La société Z R a interjeté appel de ce jugement par déclaration du 27 février 2014.
Vu les conclusions du 13 juillet 2015 de la société Z R qui demande à la cour de :
Sur les travaux de carrelage et la mise en sécurité incendie :
— réformer le jugement entrepris;
— constater l’absence de réception, l’absence de mobilisation de la police RC Décennale, l’absence de mobilisation de la police RC après travaux ou livraison;
En conséquence,
— prononcer la mise hors de cause de la Compagnie Z R et débouter toutes les parties de l’ensemble de leurs demandes de condamnations dirigées à son encontre.
Subsidiairement,
— condamner in solidum les sociétés P Q, L’AUXILIARE et Y en sa double qualité d’assureur des sociétés E et P Q à relever indemne et garantir la compagnie Z de toutes condamnations prononcées à son encontre.

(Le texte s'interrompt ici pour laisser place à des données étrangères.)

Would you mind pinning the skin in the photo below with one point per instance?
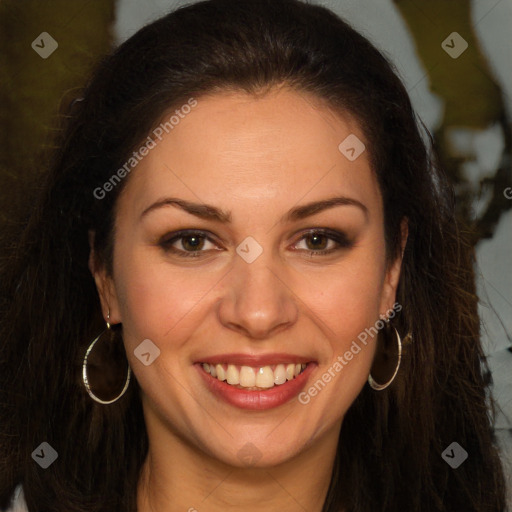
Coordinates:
(256, 158)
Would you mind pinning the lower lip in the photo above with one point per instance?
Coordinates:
(257, 400)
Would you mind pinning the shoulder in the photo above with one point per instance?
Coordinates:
(18, 501)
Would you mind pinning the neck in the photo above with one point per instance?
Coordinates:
(191, 481)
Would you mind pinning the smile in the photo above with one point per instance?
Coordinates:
(254, 378)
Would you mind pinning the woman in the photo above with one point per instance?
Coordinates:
(244, 198)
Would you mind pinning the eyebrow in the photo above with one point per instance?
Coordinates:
(209, 212)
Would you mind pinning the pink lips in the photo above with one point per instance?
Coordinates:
(256, 400)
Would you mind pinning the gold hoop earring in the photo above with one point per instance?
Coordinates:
(86, 379)
(379, 387)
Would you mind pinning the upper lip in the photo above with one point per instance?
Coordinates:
(255, 360)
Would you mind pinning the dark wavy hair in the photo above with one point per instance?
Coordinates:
(390, 444)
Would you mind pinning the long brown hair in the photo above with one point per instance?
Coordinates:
(389, 453)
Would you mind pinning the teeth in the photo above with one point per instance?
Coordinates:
(264, 377)
(280, 374)
(221, 374)
(247, 377)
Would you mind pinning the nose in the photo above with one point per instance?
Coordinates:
(257, 302)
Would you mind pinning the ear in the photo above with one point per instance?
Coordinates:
(393, 272)
(104, 285)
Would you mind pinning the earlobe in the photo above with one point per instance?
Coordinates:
(104, 285)
(394, 270)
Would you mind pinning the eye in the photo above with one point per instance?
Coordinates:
(188, 244)
(323, 241)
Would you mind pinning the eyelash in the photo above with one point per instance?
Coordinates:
(340, 238)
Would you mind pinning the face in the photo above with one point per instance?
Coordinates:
(280, 274)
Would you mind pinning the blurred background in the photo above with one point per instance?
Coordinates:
(453, 56)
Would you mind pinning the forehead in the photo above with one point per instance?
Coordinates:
(253, 151)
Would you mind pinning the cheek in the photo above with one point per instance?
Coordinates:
(155, 297)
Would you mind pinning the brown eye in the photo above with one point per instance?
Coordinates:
(192, 242)
(317, 241)
(188, 244)
(322, 242)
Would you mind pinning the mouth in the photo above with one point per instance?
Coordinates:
(254, 378)
(251, 384)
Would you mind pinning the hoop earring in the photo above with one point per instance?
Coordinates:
(379, 387)
(84, 371)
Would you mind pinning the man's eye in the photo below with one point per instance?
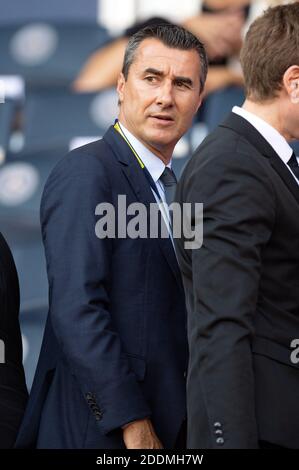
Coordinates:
(181, 84)
(150, 79)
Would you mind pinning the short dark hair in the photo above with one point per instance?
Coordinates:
(271, 46)
(172, 36)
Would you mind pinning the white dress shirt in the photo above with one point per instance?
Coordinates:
(155, 167)
(271, 135)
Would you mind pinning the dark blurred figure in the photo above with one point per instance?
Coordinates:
(13, 391)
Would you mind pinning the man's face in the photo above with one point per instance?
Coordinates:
(160, 96)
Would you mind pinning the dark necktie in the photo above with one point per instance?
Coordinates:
(293, 164)
(169, 181)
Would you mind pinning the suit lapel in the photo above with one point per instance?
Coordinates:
(243, 127)
(140, 186)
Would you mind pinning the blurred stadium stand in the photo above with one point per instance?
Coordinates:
(48, 54)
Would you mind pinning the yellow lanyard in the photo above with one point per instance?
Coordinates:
(118, 129)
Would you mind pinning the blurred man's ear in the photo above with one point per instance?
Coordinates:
(120, 87)
(200, 98)
(291, 83)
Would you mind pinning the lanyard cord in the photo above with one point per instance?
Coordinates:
(146, 172)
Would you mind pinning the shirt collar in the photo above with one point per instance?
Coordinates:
(153, 164)
(272, 136)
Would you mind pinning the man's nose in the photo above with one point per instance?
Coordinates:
(165, 94)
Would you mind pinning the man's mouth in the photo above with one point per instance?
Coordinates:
(162, 118)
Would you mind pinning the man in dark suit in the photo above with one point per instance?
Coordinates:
(242, 285)
(112, 367)
(13, 392)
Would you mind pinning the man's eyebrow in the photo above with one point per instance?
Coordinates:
(154, 71)
(185, 80)
(159, 73)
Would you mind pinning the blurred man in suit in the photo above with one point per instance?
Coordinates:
(13, 392)
(112, 367)
(242, 285)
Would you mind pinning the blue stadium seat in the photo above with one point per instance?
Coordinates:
(56, 116)
(48, 53)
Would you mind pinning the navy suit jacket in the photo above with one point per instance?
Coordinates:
(115, 346)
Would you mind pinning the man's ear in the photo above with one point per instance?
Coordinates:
(121, 87)
(291, 83)
(200, 98)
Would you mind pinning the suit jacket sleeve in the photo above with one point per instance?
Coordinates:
(238, 215)
(79, 272)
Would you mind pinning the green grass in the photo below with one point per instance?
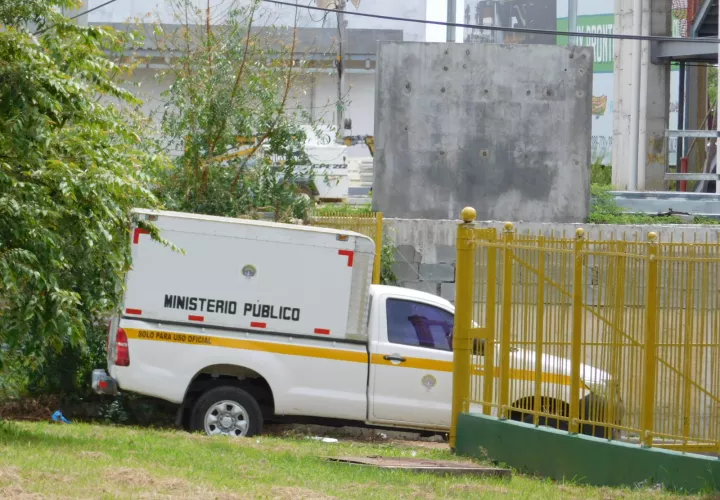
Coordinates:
(85, 461)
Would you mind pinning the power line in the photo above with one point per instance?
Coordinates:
(529, 31)
(40, 32)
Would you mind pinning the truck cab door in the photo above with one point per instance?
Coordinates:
(411, 364)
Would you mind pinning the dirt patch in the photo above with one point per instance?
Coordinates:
(292, 493)
(14, 490)
(10, 475)
(479, 488)
(151, 486)
(94, 454)
(37, 409)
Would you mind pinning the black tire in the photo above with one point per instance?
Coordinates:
(227, 393)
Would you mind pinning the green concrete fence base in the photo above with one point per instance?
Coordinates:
(583, 459)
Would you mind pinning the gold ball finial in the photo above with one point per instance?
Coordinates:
(468, 215)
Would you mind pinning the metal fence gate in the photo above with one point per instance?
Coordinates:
(613, 337)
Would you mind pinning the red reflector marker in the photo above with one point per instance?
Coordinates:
(122, 353)
(349, 254)
(136, 234)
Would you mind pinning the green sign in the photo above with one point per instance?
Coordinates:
(603, 47)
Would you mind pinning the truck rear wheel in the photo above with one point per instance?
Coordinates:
(227, 411)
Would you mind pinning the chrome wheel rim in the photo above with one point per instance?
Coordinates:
(227, 418)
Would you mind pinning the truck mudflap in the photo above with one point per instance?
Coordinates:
(102, 383)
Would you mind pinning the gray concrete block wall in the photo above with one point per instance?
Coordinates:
(483, 124)
(426, 253)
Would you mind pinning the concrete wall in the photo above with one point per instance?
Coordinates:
(504, 128)
(425, 259)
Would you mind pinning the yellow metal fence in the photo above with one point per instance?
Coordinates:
(369, 224)
(613, 337)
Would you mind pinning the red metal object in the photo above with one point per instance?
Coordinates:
(683, 170)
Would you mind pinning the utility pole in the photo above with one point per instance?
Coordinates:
(452, 17)
(340, 64)
(572, 20)
(717, 124)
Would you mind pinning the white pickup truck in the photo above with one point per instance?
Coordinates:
(255, 320)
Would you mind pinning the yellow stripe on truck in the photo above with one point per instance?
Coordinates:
(322, 353)
(447, 366)
(249, 345)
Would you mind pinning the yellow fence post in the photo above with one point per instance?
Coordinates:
(539, 326)
(507, 304)
(648, 392)
(490, 315)
(618, 325)
(688, 348)
(462, 345)
(377, 265)
(576, 341)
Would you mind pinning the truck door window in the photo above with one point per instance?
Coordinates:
(416, 324)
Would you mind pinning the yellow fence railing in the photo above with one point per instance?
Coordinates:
(616, 337)
(369, 224)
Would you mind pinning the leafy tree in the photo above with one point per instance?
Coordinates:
(227, 111)
(72, 166)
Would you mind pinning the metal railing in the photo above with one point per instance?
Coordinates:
(369, 224)
(617, 338)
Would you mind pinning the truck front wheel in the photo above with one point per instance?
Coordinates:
(227, 411)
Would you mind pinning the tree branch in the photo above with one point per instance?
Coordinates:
(288, 85)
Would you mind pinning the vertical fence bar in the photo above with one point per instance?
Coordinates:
(576, 341)
(490, 319)
(687, 355)
(617, 329)
(648, 397)
(539, 326)
(462, 344)
(377, 265)
(507, 307)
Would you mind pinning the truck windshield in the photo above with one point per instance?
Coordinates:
(417, 324)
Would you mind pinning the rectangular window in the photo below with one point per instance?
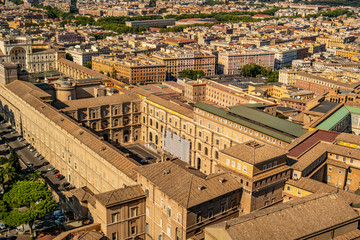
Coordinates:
(210, 212)
(114, 236)
(223, 207)
(133, 212)
(114, 218)
(133, 230)
(198, 217)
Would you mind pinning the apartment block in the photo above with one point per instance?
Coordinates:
(232, 62)
(132, 71)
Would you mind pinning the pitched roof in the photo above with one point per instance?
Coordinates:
(187, 186)
(120, 195)
(307, 140)
(99, 101)
(315, 186)
(254, 152)
(290, 220)
(86, 137)
(257, 120)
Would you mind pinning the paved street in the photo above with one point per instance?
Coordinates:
(26, 156)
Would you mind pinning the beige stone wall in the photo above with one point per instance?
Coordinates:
(78, 163)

Sur les frais de maîtrise d''uvre, de contrôle technique et de coordination SPS:
— réformer le jugement entrepris;
— constater l’absence de condamnation de la compagnie Z R au titres des désordres affectant le carrelage ou la sécurité incendie.
En conséquence,
— prononcer la mise hors de cause de la Compagnie Z R et débouter toutes les parties de l’ensemble de leurs demandes de condamnations dirigées à son encontre.
Subsidiairement,
— rapporter la somme réclamée à de plus justes proportions et condamner in solidum les sociétés P Q, L’AUXILIARE et Y en sa double qualité d’assureur des sociétés E et P Q à relever indemne et garantir la compagnie Z de toutes condamnations prononcées à son encontre.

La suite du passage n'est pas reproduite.